Trumpy, Pass mark is circa 45%. But I will let you into a little secret. Many college lecturers are under so much pressure to get their students through exams (because the college funding is based on "successful" output), that they actually tell their students the answers to the questions. And you know what? Some of the blighters still fail! Oops sorry, I mean they are still "not competent"!!
If this lot go out on electrical jobs and have to test whether a circuit is energized or not, I sure hope they can get the right answer a greater proportion of times than that!
Paul/Lyle, The unfortunate thing about this whole thing, is the fact that some experienced, well trained person, is going to be killed, eventually, by some-one (a trainee), that is not going to know the difference of Isolation and Re-commissioning. Who would you blame?. Just as an aside, do your apprentices go straight to Training, before the apprentice starts an apprenticeship, as they do over here?.
C-H, Generally,these days schools over here, are starting to listen to Industry, who are saying that they want trainees that know the basics of Electricity, Electronics and Workplace Safety. You still have to have at least 3 years of Secondary School Education to Qualify as an Electrical worker over here. We now have a "Competence-Based" training system, which would take years to explain clearly, but basically, what it means, is that trainees who have more common-sense and iniative(sp?), will do better and will pass through the training than, say someone who can't even add 1+1 to get 2. Normally the choice is made at school, these days, as to what the said student wants to do, whereas when I left school, the decision was made afterwards, and you took what you were told to take. My mother nearly fainted, when I told her I was going to be a Fire-Fighter!.
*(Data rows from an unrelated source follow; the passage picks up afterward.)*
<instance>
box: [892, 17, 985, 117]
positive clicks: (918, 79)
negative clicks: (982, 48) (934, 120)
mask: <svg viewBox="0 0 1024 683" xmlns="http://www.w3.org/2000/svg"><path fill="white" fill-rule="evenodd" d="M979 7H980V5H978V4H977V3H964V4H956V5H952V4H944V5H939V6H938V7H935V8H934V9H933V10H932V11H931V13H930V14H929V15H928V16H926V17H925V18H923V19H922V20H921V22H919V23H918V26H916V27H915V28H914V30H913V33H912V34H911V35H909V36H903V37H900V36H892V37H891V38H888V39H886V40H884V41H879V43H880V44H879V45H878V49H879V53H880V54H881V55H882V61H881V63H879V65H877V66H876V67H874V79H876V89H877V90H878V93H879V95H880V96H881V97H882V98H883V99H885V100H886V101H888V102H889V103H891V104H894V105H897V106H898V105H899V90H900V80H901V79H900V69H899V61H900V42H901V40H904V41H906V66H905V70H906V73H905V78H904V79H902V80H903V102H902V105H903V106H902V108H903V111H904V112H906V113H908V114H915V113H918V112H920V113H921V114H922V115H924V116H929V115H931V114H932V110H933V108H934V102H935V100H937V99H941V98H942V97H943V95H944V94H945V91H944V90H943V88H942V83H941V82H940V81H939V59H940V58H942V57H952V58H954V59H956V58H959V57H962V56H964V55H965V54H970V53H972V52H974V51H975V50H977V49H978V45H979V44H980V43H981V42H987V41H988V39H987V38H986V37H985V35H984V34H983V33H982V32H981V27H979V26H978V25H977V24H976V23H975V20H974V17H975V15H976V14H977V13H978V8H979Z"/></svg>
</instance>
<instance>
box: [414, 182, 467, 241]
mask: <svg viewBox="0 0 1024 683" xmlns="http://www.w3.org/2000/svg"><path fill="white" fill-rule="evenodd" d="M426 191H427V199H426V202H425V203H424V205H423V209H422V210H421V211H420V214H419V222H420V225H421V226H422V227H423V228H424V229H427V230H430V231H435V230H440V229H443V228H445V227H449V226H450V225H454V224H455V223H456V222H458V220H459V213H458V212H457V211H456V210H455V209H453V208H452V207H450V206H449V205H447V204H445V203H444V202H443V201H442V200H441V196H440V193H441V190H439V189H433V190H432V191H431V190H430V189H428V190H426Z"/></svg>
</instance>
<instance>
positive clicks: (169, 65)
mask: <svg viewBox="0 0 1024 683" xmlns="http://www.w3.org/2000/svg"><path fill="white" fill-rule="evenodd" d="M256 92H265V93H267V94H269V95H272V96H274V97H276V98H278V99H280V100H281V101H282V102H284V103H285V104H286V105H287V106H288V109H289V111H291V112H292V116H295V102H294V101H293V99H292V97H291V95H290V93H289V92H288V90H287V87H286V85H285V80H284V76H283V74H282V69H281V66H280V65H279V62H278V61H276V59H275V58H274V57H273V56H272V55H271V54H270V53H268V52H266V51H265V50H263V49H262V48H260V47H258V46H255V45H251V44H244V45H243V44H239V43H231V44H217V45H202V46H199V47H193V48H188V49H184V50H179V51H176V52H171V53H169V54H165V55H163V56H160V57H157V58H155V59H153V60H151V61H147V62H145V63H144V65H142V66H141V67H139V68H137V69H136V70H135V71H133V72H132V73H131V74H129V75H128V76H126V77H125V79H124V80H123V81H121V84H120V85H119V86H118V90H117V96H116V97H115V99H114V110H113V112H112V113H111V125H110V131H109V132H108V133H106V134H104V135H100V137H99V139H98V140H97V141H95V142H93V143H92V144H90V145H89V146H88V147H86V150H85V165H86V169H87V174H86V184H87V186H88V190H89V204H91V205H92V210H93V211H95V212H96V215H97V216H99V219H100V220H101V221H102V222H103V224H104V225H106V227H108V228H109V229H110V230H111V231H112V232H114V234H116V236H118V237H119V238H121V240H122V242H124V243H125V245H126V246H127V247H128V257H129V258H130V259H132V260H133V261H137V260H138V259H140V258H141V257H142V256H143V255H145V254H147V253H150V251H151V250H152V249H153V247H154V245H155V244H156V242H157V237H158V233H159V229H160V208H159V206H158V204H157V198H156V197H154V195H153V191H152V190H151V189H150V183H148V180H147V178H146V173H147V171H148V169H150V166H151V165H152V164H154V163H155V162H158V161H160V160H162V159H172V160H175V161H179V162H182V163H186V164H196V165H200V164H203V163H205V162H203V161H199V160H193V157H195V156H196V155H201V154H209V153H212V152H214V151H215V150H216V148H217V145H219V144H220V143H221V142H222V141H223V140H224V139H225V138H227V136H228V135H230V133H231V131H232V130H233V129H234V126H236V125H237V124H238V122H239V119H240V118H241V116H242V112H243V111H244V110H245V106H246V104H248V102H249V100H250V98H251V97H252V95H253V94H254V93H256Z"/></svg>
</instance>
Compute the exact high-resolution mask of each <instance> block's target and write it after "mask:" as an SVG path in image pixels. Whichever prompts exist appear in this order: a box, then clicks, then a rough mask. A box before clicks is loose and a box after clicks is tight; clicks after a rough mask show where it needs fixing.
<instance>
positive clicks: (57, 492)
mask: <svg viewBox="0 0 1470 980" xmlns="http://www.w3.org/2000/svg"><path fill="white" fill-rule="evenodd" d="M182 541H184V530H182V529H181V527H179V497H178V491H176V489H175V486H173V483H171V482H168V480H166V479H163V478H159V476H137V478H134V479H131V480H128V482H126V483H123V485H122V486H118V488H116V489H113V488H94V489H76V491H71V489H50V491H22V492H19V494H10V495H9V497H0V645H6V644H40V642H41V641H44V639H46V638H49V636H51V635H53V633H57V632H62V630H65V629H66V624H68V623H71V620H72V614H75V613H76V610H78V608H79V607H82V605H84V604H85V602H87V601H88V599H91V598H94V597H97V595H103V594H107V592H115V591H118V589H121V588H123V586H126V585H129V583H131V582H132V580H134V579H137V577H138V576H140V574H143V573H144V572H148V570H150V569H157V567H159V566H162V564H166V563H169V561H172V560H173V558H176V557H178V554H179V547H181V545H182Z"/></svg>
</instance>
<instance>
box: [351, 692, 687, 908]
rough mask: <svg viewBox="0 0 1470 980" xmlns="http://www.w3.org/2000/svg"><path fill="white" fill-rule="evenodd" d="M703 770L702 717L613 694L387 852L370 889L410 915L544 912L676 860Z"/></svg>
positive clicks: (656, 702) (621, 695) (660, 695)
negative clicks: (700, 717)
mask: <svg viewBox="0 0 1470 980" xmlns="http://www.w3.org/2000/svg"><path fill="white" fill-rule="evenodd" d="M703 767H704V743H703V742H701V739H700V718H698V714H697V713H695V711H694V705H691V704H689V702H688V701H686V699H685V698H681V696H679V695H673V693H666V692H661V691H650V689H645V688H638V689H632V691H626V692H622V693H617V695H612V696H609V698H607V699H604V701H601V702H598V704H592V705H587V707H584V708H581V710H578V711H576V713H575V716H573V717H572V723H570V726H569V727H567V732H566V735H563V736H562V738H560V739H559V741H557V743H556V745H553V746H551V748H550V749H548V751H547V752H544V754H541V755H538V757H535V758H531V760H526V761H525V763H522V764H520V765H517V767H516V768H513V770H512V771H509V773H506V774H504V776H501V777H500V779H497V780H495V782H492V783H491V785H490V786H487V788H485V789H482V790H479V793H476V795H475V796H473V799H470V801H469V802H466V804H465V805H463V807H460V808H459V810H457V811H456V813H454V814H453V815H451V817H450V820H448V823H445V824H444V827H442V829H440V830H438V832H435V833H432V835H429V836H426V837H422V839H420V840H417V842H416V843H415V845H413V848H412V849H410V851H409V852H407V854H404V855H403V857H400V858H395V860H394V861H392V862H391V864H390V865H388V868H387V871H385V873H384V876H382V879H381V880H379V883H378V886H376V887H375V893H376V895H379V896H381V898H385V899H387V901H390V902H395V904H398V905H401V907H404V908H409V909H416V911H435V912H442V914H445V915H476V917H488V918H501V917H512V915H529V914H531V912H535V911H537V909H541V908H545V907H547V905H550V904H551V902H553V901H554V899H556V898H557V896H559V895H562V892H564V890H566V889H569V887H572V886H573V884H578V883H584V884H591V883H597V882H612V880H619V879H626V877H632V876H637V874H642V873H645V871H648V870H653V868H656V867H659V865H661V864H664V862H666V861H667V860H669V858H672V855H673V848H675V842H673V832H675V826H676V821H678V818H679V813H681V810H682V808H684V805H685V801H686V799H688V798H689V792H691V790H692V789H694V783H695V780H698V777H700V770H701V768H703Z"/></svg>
Well, I'm one of the fortunate few (having wired my own extension cords since the age of 5 or 6); and indeed ironically seem to be way more of an engineer than many of the newbies put in charge of recent standards amendments (which often end up taking costly and ineffective "shotgun" approaches, to problems that could be fixed properly at lower cost with a better understanding). The original standards themselves, developed from the beginning into the 1980s, were generally much better thought-out from what I've gathered; and of course the biggest dangers are from junk which meets no standard.
Here's hoping that at least a few people will follow my example, so simple items can be held to the same high standards as more complex technology (and therefore become as trouble-free as they rightfully should be).
So next time you get a student in electrical class who decides that 240V into 10 ohms gives 2 amps, don't tell him he's wrong, just say he has "a unique perspective on the problem" so as not to cause him the terrible humiliation of getting his sums wrong.
And given the Dumbplex heater as included in my recalls thread, it looks like pauluk called it there. By now it's a wonder that anything basic ever gets done well...
I should really wish that electricians learned more about how things work.
I will not in any way claim that my temporaily solution for the broken pressostat on my water pump is safe, but it works and nobody else is close to it. Hopfully the new pressostat is arriving soon, even when I have to use another type than the original.
A plastic bottle expands with the pressure, and hits the switch :-)
If the moderator has a better place for this in the forum, pleas move it.